On Tue, Dec 02 2014 at 04:10 -0700, Catalin Marinas wrote:
On Mon, Dec 01, 2014 at 06:57:05PM +0000, Lina Iyer wrote:
On Thu, Nov 27 2014 at 08:01 -0700, Lorenzo Pieralisi wrote:
>On Thu, Nov 27, 2014 at 05:24:07AM +0000, Lina Iyer wrote:
>
>[...]
>
>> +static int spm_set_low_power_mode(enum pm_sleep_mode mode)
>> +{
>> + struct spm_driver_data *drv = per_cpu(cpu_spm_drv,
>> + smp_processor_id());
>> + u32 start_index;
>> + u32 ctl_val;
>> +
>> + if (!drv)
>> + return -ENXIO;
>> +
>> + start_index = drv->reg_data->start_index[mode];
>> +
>> + ctl_val = spm_register_read(drv, SPM_REG_SPM_CTL);
>> + ctl_val &= ~(SPM_CTL_INDEX << SPM_CTL_INDEX_SHIFT);
>> + ctl_val |= start_index << SPM_CTL_INDEX_SHIFT;
>> + ctl_val |= SPM_CTL_EN;
>> + spm_register_write(drv, SPM_REG_SPM_CTL, ctl_val);
>> +
>> + /* Ensure we have written the start address */
>> + wmb();
>
>Can you explain please what this wmb is meant to achieve ? If it is there
>to make sure the write made it to the SPM that's not a proper way
>to achieve it, the barrier ensures ordering, not write completion.

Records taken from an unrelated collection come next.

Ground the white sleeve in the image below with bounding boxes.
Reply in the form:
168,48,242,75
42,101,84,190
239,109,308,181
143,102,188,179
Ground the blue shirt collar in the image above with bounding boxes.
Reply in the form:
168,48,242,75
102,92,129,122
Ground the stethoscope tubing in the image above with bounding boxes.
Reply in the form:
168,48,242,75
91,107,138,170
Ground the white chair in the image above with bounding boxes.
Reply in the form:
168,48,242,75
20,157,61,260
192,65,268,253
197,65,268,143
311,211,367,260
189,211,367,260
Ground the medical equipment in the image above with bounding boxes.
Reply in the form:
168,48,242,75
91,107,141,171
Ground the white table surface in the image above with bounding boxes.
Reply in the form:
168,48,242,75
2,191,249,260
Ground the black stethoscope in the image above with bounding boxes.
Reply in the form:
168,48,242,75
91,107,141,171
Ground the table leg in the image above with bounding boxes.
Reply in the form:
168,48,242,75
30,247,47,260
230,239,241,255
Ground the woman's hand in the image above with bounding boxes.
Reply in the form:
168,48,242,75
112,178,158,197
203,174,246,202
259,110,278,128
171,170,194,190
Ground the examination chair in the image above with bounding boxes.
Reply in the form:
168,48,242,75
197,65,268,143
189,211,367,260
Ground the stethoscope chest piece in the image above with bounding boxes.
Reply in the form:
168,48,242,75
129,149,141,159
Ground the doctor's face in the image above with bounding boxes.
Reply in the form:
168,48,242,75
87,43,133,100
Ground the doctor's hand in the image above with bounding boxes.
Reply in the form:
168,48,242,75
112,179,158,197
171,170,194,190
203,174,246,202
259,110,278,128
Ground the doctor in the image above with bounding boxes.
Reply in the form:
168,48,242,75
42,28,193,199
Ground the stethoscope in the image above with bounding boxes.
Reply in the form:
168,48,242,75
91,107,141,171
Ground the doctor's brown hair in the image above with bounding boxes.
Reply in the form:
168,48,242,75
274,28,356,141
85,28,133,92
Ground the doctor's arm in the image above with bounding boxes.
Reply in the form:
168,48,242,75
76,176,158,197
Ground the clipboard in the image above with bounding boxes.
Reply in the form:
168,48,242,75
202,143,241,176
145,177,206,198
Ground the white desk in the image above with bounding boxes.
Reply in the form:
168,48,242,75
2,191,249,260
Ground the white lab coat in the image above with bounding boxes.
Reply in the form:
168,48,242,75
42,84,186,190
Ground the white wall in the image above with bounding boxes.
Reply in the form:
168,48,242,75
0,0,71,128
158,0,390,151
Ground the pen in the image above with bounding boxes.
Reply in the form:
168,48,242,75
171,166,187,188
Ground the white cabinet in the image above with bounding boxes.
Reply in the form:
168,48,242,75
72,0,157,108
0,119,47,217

A write completion would be great, but assuming that the context switch
using SCM or WFI could ensure the flush, then ordering is probably good
enough for this.
I assume you want the write to the device to complete (side-effects are
observed) before the WFI (which would raise a StandbyWFI signal). The
safer way is to read back from the device (or check/poll for the device
state change) rather than a barrier.
Polling back to see if the register write was indeed successful, seems
a bit more than what I would like on a low latency mode like Standby.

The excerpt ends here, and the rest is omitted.